[GraphBolt] Relax memory order of cache hit case. (#7656)

mfbalin · web-flow · commit 55cf23f9fb17 · 2024-08-05T00:27:30.000-04:00
diff --git a/graphbolt/src/cache_policy.h b/graphbolt/src/cache_policy.h
@@ -96,8 +96,8 @@ struct CacheKey {
   template <bool write>
   CacheKey& EndUse() {
     ::cuda::std::atomic_ref ref(reference_count_);
-    // The EndUse operation needs to synchronize with InUse and BeingWritten
-    // operations. So we have an release-acquire ordering here.
+    // The EndUse operation needs to synchronize with the InUse operation. So we
+    // have an release-acquire ordering between the two.

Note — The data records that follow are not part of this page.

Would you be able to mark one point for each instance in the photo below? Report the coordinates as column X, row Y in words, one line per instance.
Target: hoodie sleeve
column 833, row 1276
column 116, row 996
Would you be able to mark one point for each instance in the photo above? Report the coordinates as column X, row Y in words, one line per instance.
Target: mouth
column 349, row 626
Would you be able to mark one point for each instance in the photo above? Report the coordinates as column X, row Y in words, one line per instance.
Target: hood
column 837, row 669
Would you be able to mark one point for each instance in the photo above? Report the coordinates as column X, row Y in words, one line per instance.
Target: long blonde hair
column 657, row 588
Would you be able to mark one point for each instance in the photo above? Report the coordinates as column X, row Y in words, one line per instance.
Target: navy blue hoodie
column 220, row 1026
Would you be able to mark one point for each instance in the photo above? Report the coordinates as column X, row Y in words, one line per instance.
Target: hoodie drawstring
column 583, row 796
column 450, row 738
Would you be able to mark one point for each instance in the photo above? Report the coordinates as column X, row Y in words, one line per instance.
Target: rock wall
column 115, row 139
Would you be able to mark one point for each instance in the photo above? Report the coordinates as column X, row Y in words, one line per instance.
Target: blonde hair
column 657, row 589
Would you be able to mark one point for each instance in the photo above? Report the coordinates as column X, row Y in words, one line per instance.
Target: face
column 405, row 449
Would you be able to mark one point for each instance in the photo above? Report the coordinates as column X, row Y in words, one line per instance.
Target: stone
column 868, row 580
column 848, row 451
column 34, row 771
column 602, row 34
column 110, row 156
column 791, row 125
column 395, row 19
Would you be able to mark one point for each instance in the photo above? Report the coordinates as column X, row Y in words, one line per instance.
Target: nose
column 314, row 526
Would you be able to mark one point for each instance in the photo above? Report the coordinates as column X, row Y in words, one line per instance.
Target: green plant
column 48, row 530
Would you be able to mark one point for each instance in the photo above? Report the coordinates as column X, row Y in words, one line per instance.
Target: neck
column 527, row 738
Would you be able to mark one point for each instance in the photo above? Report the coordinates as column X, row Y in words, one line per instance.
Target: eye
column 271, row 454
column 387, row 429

     // https://en.cppreference.com/w/cpp/atomic/memory_order#Release-Acquire_ordering
     if constexpr (write) {
       ref.fetch_add(1, ::cuda::std::memory_order_release);
@@ -116,9 +116,10 @@ struct CacheKey {
 
   bool BeingWritten() const {
     ::cuda::std::atomic_ref ref(reference_count_);
-    // The operations after a call to this function need to happen after the
-    // load operation. Hence the acquire order.
-    return ref.load(::cuda::std::memory_order_acquire) < 0;
+    // The only operation coming after this op is the StartRead operation. Since
+    // StartRead is a refcount increment operation, it is fine if we don't
+    // synchronize with EndUse ops.
+    return ref.load(::cuda::std::memory_order_relaxed) < 0;
   }
 
   friend std::ostream& operator<<(std::ostream& os, const CacheKey& key_ref) {